Sunday, May 22, 2011


Horses are amazing creatures and I have always felt I had a symbiotic relationship with them.  Even though they are big and strong and unpredictable, I have never felt fear around them.  So I like horses.  I am one of the millions of “girls” who really likes horses.  I haven’t own my own horse since I left Mesa for college, but I try to be around them as often as I can.  Today a new friend invited me to ride with a group that goes out every Sunday morning, of course I said yes immediately.  I didn’t know what horse I would be riding, how old or young, how well trained, if much at all, but I do know that I believe the best view of the world is from the back of a horse. So today I put on a brand new pair of boots that I had purchased with the idea of  dancing, not riding, but with no dance partner in sight it was waste not want not, so I showed up in my shiny new boots and goofy cowboy hat where I was escorted out to the barn to met Kelso.  He was calm enough as I brushed him out, he let me clean his feet just fine, “Hey want to put that big old saddle on me. No Problem”.  Kelso was a piece of cake.  We rode out into a nice piece of desert near Cave Creek Road and it was there that Kelso begin to resemble his namesake, a character created by Ashton Kutcher on That 70’s Show.  He was a big, good looking, airhead.

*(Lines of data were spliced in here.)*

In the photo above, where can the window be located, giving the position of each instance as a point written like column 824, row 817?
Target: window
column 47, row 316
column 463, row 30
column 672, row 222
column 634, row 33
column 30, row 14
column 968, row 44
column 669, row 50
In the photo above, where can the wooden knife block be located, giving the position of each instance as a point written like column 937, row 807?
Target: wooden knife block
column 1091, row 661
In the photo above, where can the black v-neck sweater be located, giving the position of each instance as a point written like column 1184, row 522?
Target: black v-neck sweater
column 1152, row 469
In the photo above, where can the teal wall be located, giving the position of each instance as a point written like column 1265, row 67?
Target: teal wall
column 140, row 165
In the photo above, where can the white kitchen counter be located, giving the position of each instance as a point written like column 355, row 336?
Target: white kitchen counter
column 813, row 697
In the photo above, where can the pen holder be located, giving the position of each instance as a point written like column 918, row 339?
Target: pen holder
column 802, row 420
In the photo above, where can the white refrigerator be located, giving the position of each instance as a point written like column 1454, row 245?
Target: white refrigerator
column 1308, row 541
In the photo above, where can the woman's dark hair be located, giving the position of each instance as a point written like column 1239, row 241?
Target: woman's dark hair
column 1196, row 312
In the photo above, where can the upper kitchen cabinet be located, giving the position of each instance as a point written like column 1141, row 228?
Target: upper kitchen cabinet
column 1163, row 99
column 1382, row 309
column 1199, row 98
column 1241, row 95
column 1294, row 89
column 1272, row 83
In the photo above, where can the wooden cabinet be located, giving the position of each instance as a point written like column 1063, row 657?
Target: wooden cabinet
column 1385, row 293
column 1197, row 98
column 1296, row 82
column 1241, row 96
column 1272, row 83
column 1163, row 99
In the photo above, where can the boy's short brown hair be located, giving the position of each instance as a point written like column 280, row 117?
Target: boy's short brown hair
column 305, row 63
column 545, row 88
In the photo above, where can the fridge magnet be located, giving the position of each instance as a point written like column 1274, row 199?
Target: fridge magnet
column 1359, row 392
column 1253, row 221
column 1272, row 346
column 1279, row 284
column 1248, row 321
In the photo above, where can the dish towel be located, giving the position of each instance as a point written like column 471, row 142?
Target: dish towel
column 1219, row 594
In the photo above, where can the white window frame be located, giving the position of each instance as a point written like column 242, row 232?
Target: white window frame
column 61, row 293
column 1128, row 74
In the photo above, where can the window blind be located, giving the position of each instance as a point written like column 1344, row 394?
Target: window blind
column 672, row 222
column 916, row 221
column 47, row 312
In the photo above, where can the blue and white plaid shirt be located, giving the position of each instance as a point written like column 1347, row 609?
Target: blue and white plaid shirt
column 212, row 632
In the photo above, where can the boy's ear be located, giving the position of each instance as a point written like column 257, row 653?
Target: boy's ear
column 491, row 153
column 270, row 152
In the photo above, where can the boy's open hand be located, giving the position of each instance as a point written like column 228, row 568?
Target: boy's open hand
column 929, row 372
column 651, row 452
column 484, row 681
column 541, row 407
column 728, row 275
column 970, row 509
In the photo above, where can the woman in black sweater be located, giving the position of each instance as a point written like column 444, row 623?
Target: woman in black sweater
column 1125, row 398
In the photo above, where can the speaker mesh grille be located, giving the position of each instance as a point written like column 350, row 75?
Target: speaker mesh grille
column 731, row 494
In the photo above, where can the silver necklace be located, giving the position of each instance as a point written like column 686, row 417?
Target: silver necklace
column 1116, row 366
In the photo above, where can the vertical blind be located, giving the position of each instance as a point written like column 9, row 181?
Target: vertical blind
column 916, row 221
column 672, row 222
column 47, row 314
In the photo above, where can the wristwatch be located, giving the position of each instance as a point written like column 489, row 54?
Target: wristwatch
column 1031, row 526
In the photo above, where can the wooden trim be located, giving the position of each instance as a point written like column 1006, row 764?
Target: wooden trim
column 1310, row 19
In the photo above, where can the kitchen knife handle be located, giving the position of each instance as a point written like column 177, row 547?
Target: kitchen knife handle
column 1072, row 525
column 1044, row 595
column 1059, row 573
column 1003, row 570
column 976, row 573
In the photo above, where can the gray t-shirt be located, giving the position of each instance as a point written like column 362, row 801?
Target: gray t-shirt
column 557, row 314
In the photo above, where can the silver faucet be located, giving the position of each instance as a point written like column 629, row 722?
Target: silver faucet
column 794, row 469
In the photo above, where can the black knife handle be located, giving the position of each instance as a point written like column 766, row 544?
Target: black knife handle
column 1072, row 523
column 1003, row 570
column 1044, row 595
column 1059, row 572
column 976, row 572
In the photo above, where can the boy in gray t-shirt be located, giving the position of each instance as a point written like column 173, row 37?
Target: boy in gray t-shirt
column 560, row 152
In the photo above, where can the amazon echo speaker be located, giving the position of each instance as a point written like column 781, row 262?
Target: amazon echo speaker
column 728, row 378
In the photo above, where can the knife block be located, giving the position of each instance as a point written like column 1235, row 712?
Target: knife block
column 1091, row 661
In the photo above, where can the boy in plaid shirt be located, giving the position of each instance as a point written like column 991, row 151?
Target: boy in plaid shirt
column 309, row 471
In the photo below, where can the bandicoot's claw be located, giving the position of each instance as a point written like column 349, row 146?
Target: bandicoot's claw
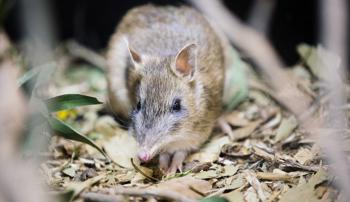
column 144, row 156
column 176, row 162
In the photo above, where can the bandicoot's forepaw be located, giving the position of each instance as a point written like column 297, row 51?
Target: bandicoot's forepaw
column 144, row 156
column 176, row 162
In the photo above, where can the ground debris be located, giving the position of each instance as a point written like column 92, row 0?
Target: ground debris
column 258, row 152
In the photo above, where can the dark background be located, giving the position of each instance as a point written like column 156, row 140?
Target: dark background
column 92, row 22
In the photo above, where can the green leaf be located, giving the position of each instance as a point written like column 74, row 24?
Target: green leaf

This meant that to keep me from doing a giant face plant off of him and completely ruining my coolness factor with these people, I needed to devote my full attention to riding him. You see, to Kelso the world is full of horse-eating fence posts, loose paper and, oh yeah, rocks.  A horse who wants to survive has to stay vigilant and be able to jump sideways at a moment's notice to avoid being devoured by such predators.  So as he danced all over the place I managed to stay with him and we made it safely back to the barn. it was an interesting, albeit tiring, few hours. 

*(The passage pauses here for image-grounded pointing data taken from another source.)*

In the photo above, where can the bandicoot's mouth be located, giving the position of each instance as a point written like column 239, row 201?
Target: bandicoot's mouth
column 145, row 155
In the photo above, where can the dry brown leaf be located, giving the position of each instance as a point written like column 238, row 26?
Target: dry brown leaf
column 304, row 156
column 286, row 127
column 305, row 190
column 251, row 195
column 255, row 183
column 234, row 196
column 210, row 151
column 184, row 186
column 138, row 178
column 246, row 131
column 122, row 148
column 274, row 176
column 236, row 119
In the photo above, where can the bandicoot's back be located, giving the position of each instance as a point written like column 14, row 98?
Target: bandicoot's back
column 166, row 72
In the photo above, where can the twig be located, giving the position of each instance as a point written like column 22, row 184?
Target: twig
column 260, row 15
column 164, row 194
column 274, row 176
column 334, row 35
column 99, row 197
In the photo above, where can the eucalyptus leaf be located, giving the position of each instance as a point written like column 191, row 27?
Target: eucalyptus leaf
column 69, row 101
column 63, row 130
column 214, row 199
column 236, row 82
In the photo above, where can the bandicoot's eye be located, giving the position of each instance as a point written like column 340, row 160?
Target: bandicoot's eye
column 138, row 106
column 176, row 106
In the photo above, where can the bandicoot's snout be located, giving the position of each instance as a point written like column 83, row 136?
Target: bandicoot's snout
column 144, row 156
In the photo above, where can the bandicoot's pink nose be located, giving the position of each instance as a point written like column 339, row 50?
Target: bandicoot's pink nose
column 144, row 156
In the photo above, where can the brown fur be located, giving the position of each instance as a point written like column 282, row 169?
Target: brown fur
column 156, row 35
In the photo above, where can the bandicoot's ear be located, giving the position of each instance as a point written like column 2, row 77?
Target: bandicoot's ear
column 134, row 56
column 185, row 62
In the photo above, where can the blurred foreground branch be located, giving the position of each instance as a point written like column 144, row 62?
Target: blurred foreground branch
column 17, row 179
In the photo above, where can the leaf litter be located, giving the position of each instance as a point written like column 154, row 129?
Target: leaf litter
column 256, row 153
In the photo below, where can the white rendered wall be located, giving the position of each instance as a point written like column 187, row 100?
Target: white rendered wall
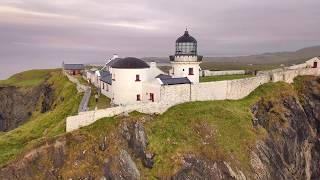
column 311, row 61
column 107, row 91
column 176, row 94
column 151, row 87
column 220, row 73
column 209, row 90
column 125, row 88
column 181, row 69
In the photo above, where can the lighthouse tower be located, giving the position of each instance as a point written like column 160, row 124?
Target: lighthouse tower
column 186, row 62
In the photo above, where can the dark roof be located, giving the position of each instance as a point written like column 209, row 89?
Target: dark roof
column 110, row 63
column 130, row 63
column 173, row 81
column 106, row 77
column 73, row 66
column 163, row 76
column 186, row 38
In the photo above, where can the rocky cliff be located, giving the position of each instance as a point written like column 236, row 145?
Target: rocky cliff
column 118, row 148
column 18, row 104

Ironically when a coyote wandered by looking us over, Kelso could not have been less impressed, or concerned.  “Why get all worked up over that mangy thing when there’s a vicious looking candy wrapper lurking in those bushes?”  Still Im very glad Kelso let me share his world with him and if I’m invited back I would be honored to ride him again.  Now, that I look back over my life I realize I have always been a sucker for big, good looking, airheads.  Especially if they can dance.